When checking " asterisk -rvvv" there are lot of SIP activities found even when there is no active calls. This creates Bandwidth issue in my network. How can I stop this periodic checking of Asterisk to enpoint.
You really need to solve your network congestion problems as qualify shouldn’t create a significant load unless you have a rather unusual system in which most extensions have very low utilisations.
If you are getting round trip times of 2 seconds, your network is not really usable for VoIP. This isn’t far short of the round trip time during the Apollo moon missions.
If you really need to disable qualify, see [Solved] Disable OPTIONS trunk request although reducing the frequency may be a better approach.
Note that a secondary use of qualify is to keep dynamic NAT and firewall rules live, so it is possible that disabling it may make some destination become unreachable, after a time.
I changed the Qualify frequency column with blank value. even though I can see the traffic when I capture the packets. Is there any way to stop this polling
Again, you need to fix your network, not just try and get the last bit of bandwidth out of a grossly overloaded one.
However, you should be able to suppress the registrations by allocating all your extensions fixed IP addresses, setting Host to the relevant IP address in the FreePBX Advanced extension configuration tab, and configuring each extension not to try to register.
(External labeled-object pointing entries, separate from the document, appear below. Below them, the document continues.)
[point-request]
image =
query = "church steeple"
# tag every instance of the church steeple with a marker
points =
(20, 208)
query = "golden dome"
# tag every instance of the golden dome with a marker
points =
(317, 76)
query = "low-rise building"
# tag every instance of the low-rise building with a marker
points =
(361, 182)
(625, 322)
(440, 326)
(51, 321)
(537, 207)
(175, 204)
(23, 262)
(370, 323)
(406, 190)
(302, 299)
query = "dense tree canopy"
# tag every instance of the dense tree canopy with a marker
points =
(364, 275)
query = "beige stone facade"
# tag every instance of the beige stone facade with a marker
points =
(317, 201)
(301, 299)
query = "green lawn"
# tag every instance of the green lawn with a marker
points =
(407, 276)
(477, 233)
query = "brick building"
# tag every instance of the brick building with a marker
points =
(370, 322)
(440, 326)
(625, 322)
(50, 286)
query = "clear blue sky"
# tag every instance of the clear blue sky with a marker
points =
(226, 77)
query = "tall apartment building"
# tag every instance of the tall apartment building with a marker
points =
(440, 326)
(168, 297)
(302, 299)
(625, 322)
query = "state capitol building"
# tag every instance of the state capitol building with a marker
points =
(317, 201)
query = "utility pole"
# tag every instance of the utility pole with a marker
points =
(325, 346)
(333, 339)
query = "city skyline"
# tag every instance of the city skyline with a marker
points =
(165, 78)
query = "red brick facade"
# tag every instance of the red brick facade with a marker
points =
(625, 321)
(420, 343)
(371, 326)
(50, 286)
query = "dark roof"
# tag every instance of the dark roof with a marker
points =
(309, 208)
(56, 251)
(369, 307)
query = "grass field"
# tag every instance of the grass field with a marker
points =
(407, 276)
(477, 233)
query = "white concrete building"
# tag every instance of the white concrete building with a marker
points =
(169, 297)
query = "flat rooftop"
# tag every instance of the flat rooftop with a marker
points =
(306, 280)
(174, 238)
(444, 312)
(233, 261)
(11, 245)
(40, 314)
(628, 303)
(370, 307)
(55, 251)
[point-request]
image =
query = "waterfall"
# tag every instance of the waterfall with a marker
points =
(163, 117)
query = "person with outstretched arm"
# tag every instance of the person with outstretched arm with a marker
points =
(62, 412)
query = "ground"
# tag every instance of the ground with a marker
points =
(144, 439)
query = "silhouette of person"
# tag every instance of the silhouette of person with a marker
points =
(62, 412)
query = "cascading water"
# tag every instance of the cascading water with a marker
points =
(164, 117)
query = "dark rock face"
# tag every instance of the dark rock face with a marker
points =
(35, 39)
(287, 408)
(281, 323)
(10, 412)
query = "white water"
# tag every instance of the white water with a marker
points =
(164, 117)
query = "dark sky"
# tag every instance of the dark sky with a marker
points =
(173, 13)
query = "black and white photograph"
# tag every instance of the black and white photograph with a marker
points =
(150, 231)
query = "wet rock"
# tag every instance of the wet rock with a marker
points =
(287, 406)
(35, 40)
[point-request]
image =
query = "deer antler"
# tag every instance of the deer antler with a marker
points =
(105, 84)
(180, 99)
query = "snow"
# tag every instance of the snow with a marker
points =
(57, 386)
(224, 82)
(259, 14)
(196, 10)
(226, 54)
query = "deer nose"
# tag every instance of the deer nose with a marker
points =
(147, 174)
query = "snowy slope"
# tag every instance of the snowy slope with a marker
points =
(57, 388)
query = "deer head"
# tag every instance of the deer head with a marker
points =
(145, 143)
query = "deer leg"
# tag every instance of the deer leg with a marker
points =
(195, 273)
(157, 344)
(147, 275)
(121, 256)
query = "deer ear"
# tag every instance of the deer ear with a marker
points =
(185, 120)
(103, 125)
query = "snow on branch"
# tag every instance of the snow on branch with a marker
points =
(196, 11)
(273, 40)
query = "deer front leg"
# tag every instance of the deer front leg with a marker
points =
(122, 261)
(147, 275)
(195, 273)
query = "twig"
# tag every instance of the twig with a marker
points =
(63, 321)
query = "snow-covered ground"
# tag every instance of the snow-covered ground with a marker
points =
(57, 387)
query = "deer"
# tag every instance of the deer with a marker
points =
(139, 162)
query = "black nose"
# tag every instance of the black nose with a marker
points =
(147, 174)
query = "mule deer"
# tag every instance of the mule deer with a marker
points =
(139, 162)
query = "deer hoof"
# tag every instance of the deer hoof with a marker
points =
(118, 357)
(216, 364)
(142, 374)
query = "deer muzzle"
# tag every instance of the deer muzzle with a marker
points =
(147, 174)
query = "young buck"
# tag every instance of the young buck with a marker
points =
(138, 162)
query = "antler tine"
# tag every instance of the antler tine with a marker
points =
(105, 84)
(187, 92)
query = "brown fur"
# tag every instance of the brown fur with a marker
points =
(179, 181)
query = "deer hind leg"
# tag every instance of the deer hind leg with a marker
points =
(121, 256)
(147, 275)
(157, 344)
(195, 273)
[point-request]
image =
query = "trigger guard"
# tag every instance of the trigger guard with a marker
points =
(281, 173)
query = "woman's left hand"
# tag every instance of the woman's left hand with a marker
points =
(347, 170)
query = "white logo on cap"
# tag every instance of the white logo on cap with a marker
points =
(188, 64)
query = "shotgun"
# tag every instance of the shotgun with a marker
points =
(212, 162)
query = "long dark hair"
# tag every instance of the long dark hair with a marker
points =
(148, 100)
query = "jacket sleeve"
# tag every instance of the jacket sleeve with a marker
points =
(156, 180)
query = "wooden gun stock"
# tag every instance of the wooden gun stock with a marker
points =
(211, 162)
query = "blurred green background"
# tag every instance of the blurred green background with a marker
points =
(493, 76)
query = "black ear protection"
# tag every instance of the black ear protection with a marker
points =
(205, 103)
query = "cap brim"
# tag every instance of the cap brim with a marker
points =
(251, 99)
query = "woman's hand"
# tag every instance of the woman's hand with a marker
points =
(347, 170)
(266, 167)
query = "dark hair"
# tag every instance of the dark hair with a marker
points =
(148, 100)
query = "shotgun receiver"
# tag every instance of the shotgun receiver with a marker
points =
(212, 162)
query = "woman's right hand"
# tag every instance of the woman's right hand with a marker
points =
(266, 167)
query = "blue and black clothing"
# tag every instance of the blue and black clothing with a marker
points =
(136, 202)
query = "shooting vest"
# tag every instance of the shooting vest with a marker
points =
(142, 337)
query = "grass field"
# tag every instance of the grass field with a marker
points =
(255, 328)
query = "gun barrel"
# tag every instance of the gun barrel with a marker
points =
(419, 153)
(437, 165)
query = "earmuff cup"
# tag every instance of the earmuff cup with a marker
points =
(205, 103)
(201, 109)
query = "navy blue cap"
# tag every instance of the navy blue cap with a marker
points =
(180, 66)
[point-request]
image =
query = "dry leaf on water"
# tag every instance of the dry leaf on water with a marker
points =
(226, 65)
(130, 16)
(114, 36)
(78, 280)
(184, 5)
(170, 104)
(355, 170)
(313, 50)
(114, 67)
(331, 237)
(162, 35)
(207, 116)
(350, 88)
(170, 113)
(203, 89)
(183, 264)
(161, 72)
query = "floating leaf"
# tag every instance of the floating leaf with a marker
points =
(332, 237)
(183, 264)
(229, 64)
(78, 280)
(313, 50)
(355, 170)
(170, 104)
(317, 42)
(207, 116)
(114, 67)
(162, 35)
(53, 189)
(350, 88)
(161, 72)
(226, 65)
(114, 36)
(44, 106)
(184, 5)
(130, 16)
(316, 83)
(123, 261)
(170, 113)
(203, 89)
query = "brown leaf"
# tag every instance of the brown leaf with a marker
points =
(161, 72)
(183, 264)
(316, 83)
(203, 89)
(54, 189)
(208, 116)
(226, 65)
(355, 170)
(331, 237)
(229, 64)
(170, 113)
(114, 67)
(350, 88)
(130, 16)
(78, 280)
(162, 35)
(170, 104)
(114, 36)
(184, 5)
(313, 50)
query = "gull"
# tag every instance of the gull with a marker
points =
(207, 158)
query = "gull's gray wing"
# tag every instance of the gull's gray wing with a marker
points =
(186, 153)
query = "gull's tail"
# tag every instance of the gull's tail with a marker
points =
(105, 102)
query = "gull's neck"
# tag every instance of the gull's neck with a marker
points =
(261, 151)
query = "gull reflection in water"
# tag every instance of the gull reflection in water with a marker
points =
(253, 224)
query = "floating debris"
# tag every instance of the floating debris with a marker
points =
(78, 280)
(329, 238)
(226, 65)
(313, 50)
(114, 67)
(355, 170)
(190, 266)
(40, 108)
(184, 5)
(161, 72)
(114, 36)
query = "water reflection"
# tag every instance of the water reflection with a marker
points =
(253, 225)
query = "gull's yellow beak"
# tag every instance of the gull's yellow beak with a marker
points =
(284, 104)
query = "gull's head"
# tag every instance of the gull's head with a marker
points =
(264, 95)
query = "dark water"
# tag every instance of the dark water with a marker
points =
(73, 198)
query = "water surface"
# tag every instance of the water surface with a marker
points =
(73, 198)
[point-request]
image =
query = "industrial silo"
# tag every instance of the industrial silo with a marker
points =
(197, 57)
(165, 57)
Again, this might result in dynamic NAT and firewall rules timing out on you,
I’ll leave it to someone else to tell you whether and how FreePBX endpoint manager can be used to stop the phone trying to register, assuming you do have endpoint manager.
This is not normal, as most people find it much more convenient not to have to keep track of the IP address of each extension.
Looking at the addresses, this appears to be happening on a private network. I’d assumed your bottleneck was the public network, as is usually the case. If the overloaded network is completely private and doesn’t, for example, include a VPN over public networks, you may be able to use DSCP to prioritise VoIP traffic. That requires somewhat specialised knowledge of how to configure your network infrastructure, and is not something of which I have any experience. It will only help if the main source of the network overload is not VoIP traffic.
I’m curious as to what your network topology is and what network technologies are in use to cause 2-3 second response times. (Or is - as mentioned above - your network overloaded?)